W miniony wtorek rozpoczęła się rekrutacja do gminnego żłobka w Nowych Skalmierzycach. Rodzice chcieli zapewnić miejsce swojemu dziecku. Właśnie dlatego już w poniedziałek około godziny 17.00 przed placówką zaczęła ustawiać się długa kolejka.
Matki i ojcowie byli dobrze przygotowani, wzięli ze sobą krzesełka turystyczne i rozpoczęli koczowanie przed budynkiem żłobka.
– Samo miejsce w kolejce nie decyduje o przyjęciu dziecka do placówki. Rekrutacja odbywa się na podstawie uzyskanej liczby punktów. W przypadku uzyskania równorzędnej sumy punktów komisja rekrutacyjna wybiera dziecko na podstawie kolejności złożenia wniosku – mówił burmistrz miasta, Jerzy Walczak.
Za mało miejsc w żłobkach?
W powiecie ostrowskim znajdują się jedynie trzy żłobki.

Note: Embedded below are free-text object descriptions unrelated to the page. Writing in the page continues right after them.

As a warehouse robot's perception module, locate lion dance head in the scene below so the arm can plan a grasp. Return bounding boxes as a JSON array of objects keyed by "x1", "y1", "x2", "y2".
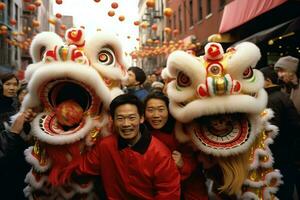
[
  {"x1": 162, "y1": 42, "x2": 281, "y2": 199},
  {"x1": 21, "y1": 28, "x2": 127, "y2": 199}
]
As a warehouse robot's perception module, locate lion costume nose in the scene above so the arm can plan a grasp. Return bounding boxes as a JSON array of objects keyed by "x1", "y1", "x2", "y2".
[{"x1": 197, "y1": 74, "x2": 242, "y2": 98}]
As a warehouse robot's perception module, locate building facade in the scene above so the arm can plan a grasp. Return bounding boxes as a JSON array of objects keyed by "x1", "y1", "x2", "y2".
[{"x1": 0, "y1": 0, "x2": 53, "y2": 76}]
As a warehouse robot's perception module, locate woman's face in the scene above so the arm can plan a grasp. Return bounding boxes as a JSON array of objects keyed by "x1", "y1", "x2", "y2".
[
  {"x1": 145, "y1": 99, "x2": 169, "y2": 129},
  {"x1": 18, "y1": 89, "x2": 28, "y2": 103},
  {"x1": 3, "y1": 78, "x2": 19, "y2": 97}
]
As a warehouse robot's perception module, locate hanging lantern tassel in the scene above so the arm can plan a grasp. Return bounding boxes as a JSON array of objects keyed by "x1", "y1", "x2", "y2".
[{"x1": 164, "y1": 8, "x2": 173, "y2": 17}]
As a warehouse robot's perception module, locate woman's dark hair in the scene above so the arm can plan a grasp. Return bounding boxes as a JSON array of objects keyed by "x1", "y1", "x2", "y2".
[
  {"x1": 128, "y1": 67, "x2": 147, "y2": 85},
  {"x1": 144, "y1": 92, "x2": 175, "y2": 133},
  {"x1": 17, "y1": 84, "x2": 27, "y2": 97},
  {"x1": 1, "y1": 73, "x2": 19, "y2": 84},
  {"x1": 109, "y1": 94, "x2": 144, "y2": 118},
  {"x1": 0, "y1": 73, "x2": 19, "y2": 95}
]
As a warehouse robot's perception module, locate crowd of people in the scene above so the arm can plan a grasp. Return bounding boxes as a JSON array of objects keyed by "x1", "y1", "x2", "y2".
[{"x1": 0, "y1": 56, "x2": 300, "y2": 200}]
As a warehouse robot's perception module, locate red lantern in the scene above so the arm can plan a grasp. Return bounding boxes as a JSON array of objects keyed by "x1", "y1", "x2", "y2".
[
  {"x1": 164, "y1": 8, "x2": 173, "y2": 17},
  {"x1": 32, "y1": 19, "x2": 40, "y2": 27},
  {"x1": 151, "y1": 24, "x2": 157, "y2": 31},
  {"x1": 55, "y1": 13, "x2": 62, "y2": 19},
  {"x1": 164, "y1": 27, "x2": 172, "y2": 34},
  {"x1": 34, "y1": 0, "x2": 42, "y2": 7},
  {"x1": 9, "y1": 19, "x2": 17, "y2": 26},
  {"x1": 111, "y1": 2, "x2": 119, "y2": 9},
  {"x1": 107, "y1": 10, "x2": 115, "y2": 17},
  {"x1": 140, "y1": 22, "x2": 148, "y2": 29},
  {"x1": 48, "y1": 18, "x2": 56, "y2": 25},
  {"x1": 26, "y1": 4, "x2": 36, "y2": 11},
  {"x1": 0, "y1": 2, "x2": 6, "y2": 10},
  {"x1": 55, "y1": 0, "x2": 62, "y2": 5},
  {"x1": 60, "y1": 24, "x2": 67, "y2": 30},
  {"x1": 119, "y1": 15, "x2": 125, "y2": 22},
  {"x1": 131, "y1": 51, "x2": 137, "y2": 59},
  {"x1": 173, "y1": 29, "x2": 179, "y2": 36},
  {"x1": 146, "y1": 0, "x2": 155, "y2": 8}
]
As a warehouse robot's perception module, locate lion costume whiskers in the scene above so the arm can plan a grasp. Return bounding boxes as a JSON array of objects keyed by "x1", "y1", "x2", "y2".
[
  {"x1": 20, "y1": 28, "x2": 127, "y2": 199},
  {"x1": 162, "y1": 42, "x2": 282, "y2": 200}
]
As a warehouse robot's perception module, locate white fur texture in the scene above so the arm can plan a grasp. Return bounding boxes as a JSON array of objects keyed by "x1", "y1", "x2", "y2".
[
  {"x1": 187, "y1": 115, "x2": 262, "y2": 157},
  {"x1": 31, "y1": 113, "x2": 95, "y2": 145},
  {"x1": 169, "y1": 89, "x2": 268, "y2": 123},
  {"x1": 30, "y1": 32, "x2": 63, "y2": 63},
  {"x1": 85, "y1": 31, "x2": 128, "y2": 80},
  {"x1": 24, "y1": 170, "x2": 48, "y2": 189},
  {"x1": 24, "y1": 146, "x2": 51, "y2": 172}
]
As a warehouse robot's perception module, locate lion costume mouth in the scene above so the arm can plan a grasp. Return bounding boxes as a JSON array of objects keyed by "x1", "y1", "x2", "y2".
[
  {"x1": 35, "y1": 79, "x2": 102, "y2": 135},
  {"x1": 193, "y1": 113, "x2": 251, "y2": 149}
]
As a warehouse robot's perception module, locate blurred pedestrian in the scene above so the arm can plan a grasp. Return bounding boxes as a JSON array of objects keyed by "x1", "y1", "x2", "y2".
[
  {"x1": 0, "y1": 73, "x2": 19, "y2": 125},
  {"x1": 260, "y1": 65, "x2": 300, "y2": 199},
  {"x1": 150, "y1": 81, "x2": 165, "y2": 93},
  {"x1": 274, "y1": 56, "x2": 300, "y2": 113},
  {"x1": 125, "y1": 67, "x2": 148, "y2": 101},
  {"x1": 145, "y1": 92, "x2": 208, "y2": 200}
]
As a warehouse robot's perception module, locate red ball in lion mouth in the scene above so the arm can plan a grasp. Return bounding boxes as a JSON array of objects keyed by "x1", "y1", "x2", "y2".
[{"x1": 55, "y1": 100, "x2": 83, "y2": 127}]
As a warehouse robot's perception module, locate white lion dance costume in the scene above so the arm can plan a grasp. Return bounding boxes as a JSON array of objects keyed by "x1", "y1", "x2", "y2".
[
  {"x1": 21, "y1": 29, "x2": 127, "y2": 199},
  {"x1": 162, "y1": 42, "x2": 281, "y2": 200}
]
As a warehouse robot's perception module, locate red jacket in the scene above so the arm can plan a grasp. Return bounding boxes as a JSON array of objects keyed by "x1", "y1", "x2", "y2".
[
  {"x1": 77, "y1": 127, "x2": 180, "y2": 200},
  {"x1": 151, "y1": 130, "x2": 208, "y2": 200}
]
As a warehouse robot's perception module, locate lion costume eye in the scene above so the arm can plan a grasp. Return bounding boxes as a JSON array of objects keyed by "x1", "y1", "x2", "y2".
[
  {"x1": 98, "y1": 48, "x2": 115, "y2": 65},
  {"x1": 243, "y1": 67, "x2": 253, "y2": 79},
  {"x1": 177, "y1": 72, "x2": 191, "y2": 87},
  {"x1": 207, "y1": 63, "x2": 223, "y2": 76}
]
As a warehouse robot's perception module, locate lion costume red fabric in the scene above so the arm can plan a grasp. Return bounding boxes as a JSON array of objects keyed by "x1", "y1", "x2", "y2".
[
  {"x1": 20, "y1": 28, "x2": 127, "y2": 199},
  {"x1": 162, "y1": 42, "x2": 281, "y2": 200}
]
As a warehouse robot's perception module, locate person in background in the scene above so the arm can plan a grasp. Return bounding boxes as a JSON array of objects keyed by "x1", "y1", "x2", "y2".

– Wzrasta zaufanie społeczne do tego typu placówek opiekuńczo-wychowawczych. Od samego początku sukcesywnie więc zwiększamy liczbę miejsc w naszym żłobku – tłumaczy burmistrz.
Podczas rekrutacji do placówki bierze się pod uwagę różne czynniki. Są wśród nich m.in. miejsce zamieszkania na terenie Nowych Skalmierzyc, rodzic samotnie wychowujący dziecko, posiadanie orzeczenia o stopniu niepełnosprawności, czy fakt, że dziecko jest członkiem rodziny wielodzietnej.
Jak wynika z danych przekazanych przez placówkę, miejsc zabraknie dla 20 dzieci.